Dr. Bond based his work upon (a) inferences taken from the crime scene; (b) the condition of the victim’s body; and (c) the random nature of the crime. History tells us that Bond’s work did nothing to reveal the identity of The Ripper. Nevertheless, in terms of engendering a whole new way of thinking about the psychology of crime, it was and still is a wellspring that serves anyone who searches for greater understanding of human behavior by accumulating insights into its most deviant forms.
Since the methodology of profiling is one that guides an investi- gator to a deeper and more three-dimensional view of an unknown subject, those same tools are equally effective in deepening the way in which crime fiction is written. This is part of what makes it so appealing to contemporary readers.

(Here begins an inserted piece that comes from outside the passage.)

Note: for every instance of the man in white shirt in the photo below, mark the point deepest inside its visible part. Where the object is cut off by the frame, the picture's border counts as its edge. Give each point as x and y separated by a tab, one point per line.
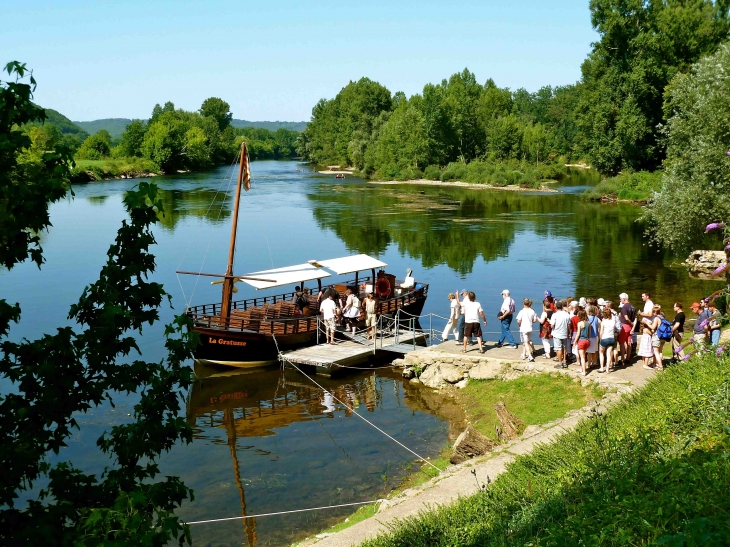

The more commonly known aspects of the field of criminal profiling have entered the Western world’s zeitgeist to the extent that the general public now possesses a language for delving more deeply into motive and into personal point of view in the telling of a story than it has at any time in our past. Today, a well-considered characterization of a criminal profiler will show a flawed individual with feet of clay, perhaps in many ways little different from the quarry.